The Tallinn-based business Salv has received €4 million as part of a seed funding round extension led by ffVC, a venture capital firm based in New York that specializes in providing seed-stage and early-stage funding to technology companies. German G+D Ventures and existing investors also participated in the round.
Salv has so far secured $7M in venture capital funding.
Due to the fintech sector’s spectacular growth over the past few years, financial crime, particularly fraud, has witnessed a sharp increase.
Financial institutions typically lack the functionality to securely transmit information on suspicious activity since they operate in silos and only have a partial view of suspected criminal activity, whereas multinational criminal organizations regularly collaborate. Salv, an Estonian regtech company that fights financial crimes, enters the picture here.

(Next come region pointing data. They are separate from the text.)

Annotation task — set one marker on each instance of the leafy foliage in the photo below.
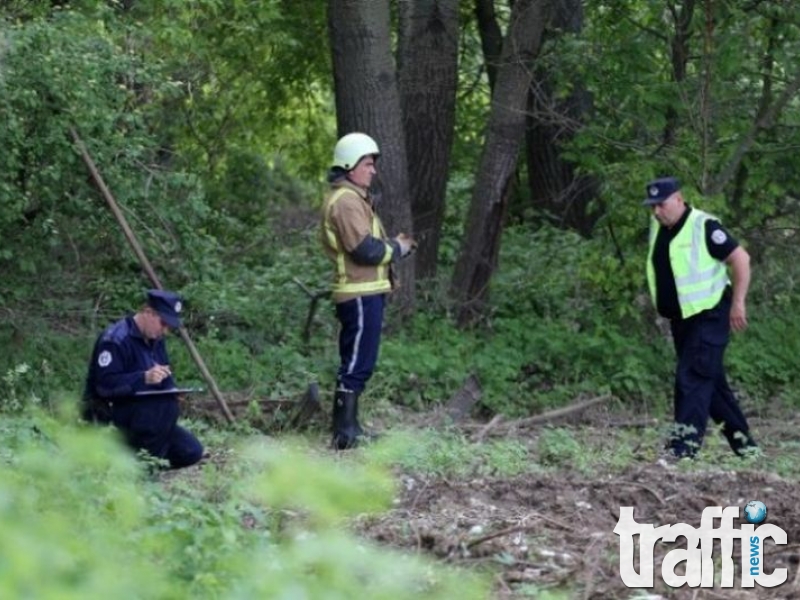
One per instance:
(75, 501)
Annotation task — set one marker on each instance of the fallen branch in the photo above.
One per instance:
(137, 250)
(542, 418)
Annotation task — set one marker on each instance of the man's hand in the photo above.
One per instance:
(738, 316)
(406, 243)
(157, 374)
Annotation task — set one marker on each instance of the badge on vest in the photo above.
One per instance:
(104, 359)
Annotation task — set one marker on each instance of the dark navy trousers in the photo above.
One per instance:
(361, 321)
(701, 386)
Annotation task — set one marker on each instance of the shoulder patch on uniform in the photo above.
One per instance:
(104, 359)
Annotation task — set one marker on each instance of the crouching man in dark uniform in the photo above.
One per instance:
(690, 257)
(128, 369)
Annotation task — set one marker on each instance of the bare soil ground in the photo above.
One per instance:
(553, 530)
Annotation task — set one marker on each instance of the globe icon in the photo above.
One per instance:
(755, 512)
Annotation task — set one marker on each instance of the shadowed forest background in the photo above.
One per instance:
(516, 139)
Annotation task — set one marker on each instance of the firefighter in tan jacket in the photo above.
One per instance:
(354, 239)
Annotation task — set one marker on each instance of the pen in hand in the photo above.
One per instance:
(157, 374)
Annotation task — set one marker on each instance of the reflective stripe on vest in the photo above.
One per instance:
(700, 279)
(341, 283)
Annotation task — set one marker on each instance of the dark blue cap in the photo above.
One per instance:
(659, 190)
(168, 305)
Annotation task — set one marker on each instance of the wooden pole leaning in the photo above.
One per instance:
(137, 249)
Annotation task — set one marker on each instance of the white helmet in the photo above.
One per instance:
(352, 148)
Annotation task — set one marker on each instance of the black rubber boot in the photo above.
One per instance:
(345, 419)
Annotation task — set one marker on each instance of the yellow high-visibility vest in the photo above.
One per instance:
(700, 279)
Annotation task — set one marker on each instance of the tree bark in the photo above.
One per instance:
(428, 77)
(368, 100)
(478, 256)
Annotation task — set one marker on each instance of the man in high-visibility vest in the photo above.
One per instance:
(688, 263)
(354, 239)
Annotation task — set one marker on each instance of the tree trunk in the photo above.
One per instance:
(428, 77)
(478, 256)
(557, 193)
(367, 100)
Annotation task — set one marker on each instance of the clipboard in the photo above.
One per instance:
(169, 391)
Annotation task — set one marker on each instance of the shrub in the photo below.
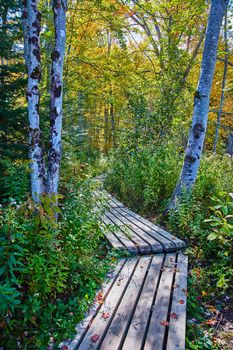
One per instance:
(49, 270)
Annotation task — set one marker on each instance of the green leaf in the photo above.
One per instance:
(212, 236)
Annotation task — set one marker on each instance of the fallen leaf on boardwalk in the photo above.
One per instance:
(99, 297)
(95, 338)
(210, 322)
(175, 269)
(211, 308)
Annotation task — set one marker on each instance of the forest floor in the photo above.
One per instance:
(224, 322)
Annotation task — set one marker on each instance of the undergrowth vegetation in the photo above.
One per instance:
(144, 179)
(49, 270)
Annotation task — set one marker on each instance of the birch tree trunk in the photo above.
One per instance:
(54, 159)
(201, 101)
(224, 78)
(33, 62)
(25, 32)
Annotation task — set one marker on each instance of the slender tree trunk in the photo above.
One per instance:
(201, 102)
(112, 116)
(33, 97)
(59, 12)
(106, 132)
(25, 32)
(224, 78)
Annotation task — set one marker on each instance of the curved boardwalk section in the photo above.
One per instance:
(142, 304)
(127, 230)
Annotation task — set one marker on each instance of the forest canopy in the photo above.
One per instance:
(140, 92)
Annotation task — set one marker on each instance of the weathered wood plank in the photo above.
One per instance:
(178, 242)
(100, 323)
(82, 327)
(142, 246)
(166, 243)
(155, 245)
(177, 322)
(137, 330)
(118, 327)
(125, 241)
(156, 331)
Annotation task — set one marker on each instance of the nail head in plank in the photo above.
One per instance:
(156, 247)
(137, 330)
(100, 324)
(156, 330)
(118, 327)
(177, 322)
(142, 246)
(82, 327)
(121, 236)
(178, 242)
(167, 244)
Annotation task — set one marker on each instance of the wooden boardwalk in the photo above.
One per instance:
(127, 230)
(142, 304)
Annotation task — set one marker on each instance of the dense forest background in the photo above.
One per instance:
(130, 73)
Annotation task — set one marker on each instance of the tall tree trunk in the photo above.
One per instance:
(33, 97)
(106, 131)
(224, 78)
(201, 101)
(25, 32)
(59, 12)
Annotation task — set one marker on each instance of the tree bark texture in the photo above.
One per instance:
(33, 62)
(54, 159)
(224, 78)
(201, 101)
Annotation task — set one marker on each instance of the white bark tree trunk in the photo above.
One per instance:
(59, 12)
(201, 101)
(33, 61)
(224, 78)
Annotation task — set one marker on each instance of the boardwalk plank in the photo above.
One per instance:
(100, 324)
(104, 290)
(156, 246)
(166, 244)
(139, 322)
(156, 331)
(123, 239)
(177, 322)
(179, 243)
(142, 246)
(117, 329)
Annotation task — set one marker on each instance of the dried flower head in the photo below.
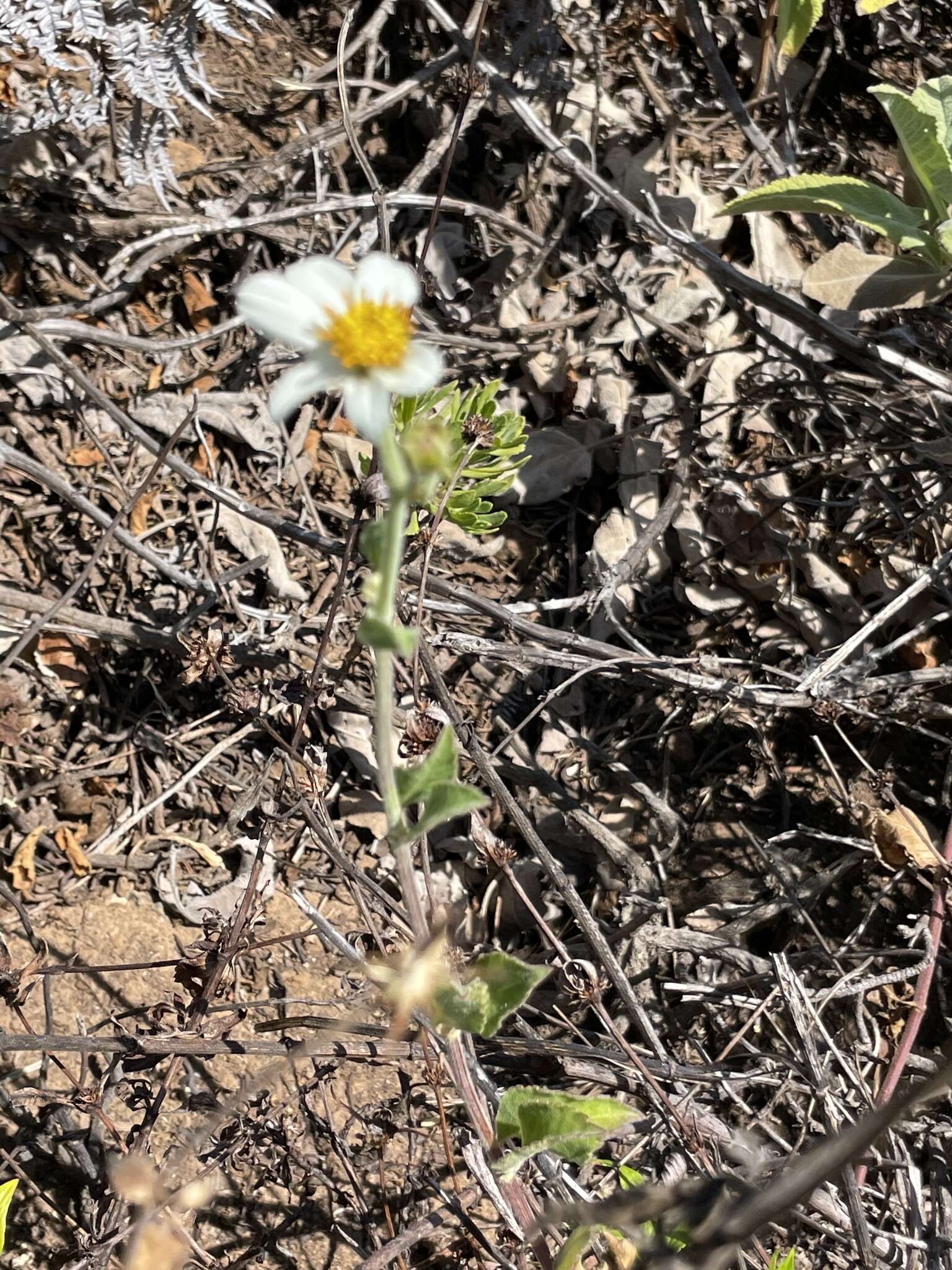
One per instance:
(478, 430)
(421, 729)
(203, 651)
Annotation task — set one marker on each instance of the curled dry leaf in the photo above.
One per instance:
(61, 655)
(86, 456)
(200, 303)
(850, 278)
(139, 517)
(902, 840)
(68, 843)
(557, 464)
(253, 540)
(23, 865)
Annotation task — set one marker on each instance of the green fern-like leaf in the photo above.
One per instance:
(491, 465)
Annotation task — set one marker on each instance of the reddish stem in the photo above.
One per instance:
(920, 998)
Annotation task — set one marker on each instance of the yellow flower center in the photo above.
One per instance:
(369, 334)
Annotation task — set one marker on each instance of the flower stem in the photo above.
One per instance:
(385, 611)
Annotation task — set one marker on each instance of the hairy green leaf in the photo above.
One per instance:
(850, 278)
(917, 125)
(6, 1197)
(795, 20)
(444, 803)
(439, 765)
(495, 986)
(788, 1261)
(568, 1124)
(434, 783)
(839, 196)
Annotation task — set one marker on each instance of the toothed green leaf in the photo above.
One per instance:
(839, 196)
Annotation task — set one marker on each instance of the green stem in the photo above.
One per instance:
(385, 611)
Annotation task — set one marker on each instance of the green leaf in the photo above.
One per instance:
(441, 765)
(917, 125)
(838, 196)
(781, 1261)
(935, 97)
(495, 986)
(434, 783)
(568, 1124)
(387, 637)
(6, 1197)
(575, 1248)
(795, 20)
(374, 540)
(444, 803)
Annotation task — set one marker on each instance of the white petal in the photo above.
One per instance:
(324, 281)
(296, 386)
(382, 278)
(367, 407)
(420, 370)
(277, 309)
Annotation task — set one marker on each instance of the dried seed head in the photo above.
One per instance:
(136, 1180)
(250, 701)
(479, 430)
(490, 849)
(421, 729)
(157, 1246)
(374, 491)
(18, 982)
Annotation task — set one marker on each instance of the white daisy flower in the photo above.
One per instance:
(356, 329)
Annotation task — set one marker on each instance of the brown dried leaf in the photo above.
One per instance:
(200, 303)
(184, 156)
(850, 278)
(68, 843)
(902, 840)
(139, 518)
(23, 865)
(86, 456)
(60, 653)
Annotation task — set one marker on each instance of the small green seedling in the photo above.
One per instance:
(568, 1124)
(798, 18)
(918, 225)
(485, 448)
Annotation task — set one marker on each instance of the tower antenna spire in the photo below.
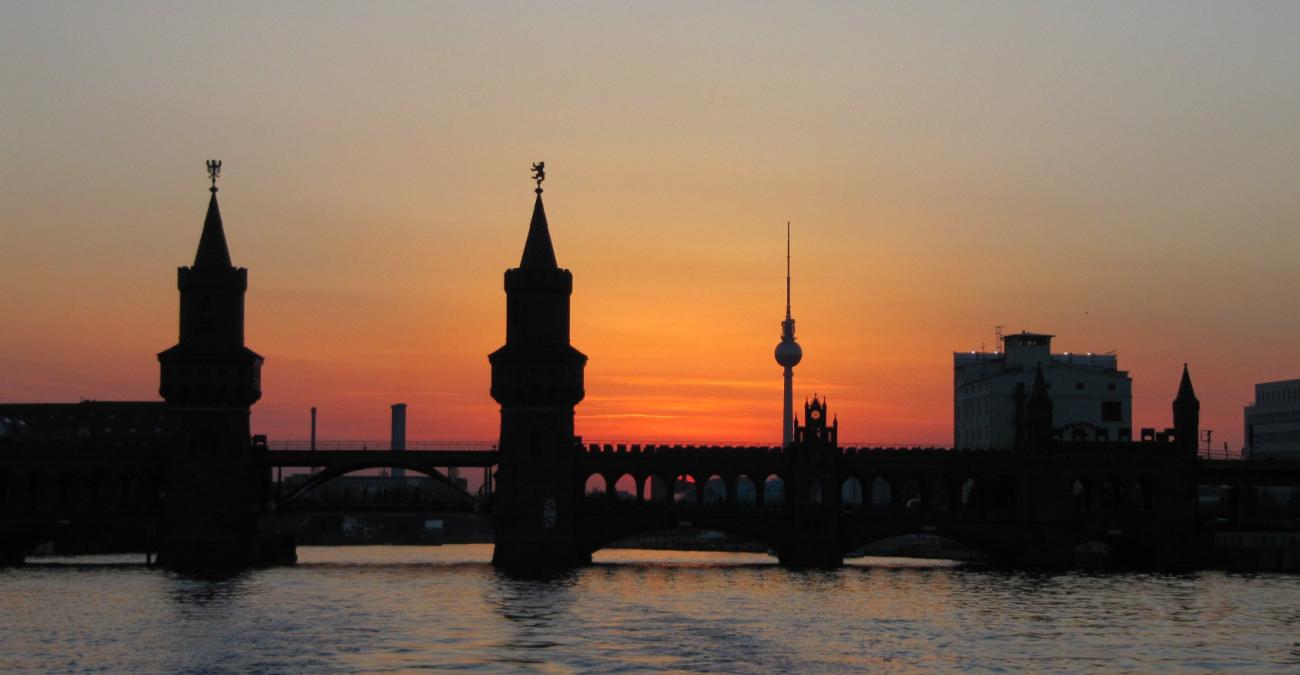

“The digitalization of the financial industry has resulted in an avalanche of financial crime, and the numbers are only anticipated to climb,” says Taavi Tamkivi, CEO and co-founder of Salv. Our platform for cooperative criminal fighting, Salv Bridge, has successfully fought money laundering, sanctions, and fraud.”
Taavi Tamkivi continued, “The funds enable us to expand into new areas and add functionality to our modular AML toolset, assisting more businesses in enhancing their anti-crime strategies and ultimately protecting their end customers.
Salv’s offering includes all the essential AML (Anti Money Laundering) functionality for financial services companies, including automatically identifying and prioritizing suspicious activity and processing enormous amounts of data in real time. Salv was founded in 2018 by Taavi Tamkivi, Jeff McClelland, and Sergei Rumjantsev.
Salv Bridge’s cooperative crime-fighting platform minimizes non-compliance and financial crime by utilizing the collective power of its network. It enables network users to resolve fraud issues in a matter of minutes rather than days.
The business also employs more than 60 people, including former Skype and Wise workers with expertise in thwarting financial crime.
“LHV Bank took part in the Bridge experiment and observed outstanding results in a short timeframe – authorized push payment fraud incidents reduced dramatically across the network,” stated Andres Kitter, Deputy CEO of LHV UK. Salv’s technologies enable real-time communication with other institutions within the network and give us the ability to implement efficient countermeasures to continually evolving patterns of financial crime where we process payment volumes worth hundreds of millions of dollars every day in the UK.
In response to their investment, Mateusz Zawistowski, the managing director of ffVC, said, “We invested in a working solution that has already been effective against financial crime. For us, a crucial component was the fact that 21 financial institutions in Europe had already signed up for the network’s cooperative crime-fighting efforts, which helped them together resolve around 7000 investigations and stop the flow of €6-7 million to criminals.”
Mateusz went on: “For the network to be more effective in enforcing compliance and combating crime, we see a significant opportunity for geographic expansion and the addition of new financial institutions.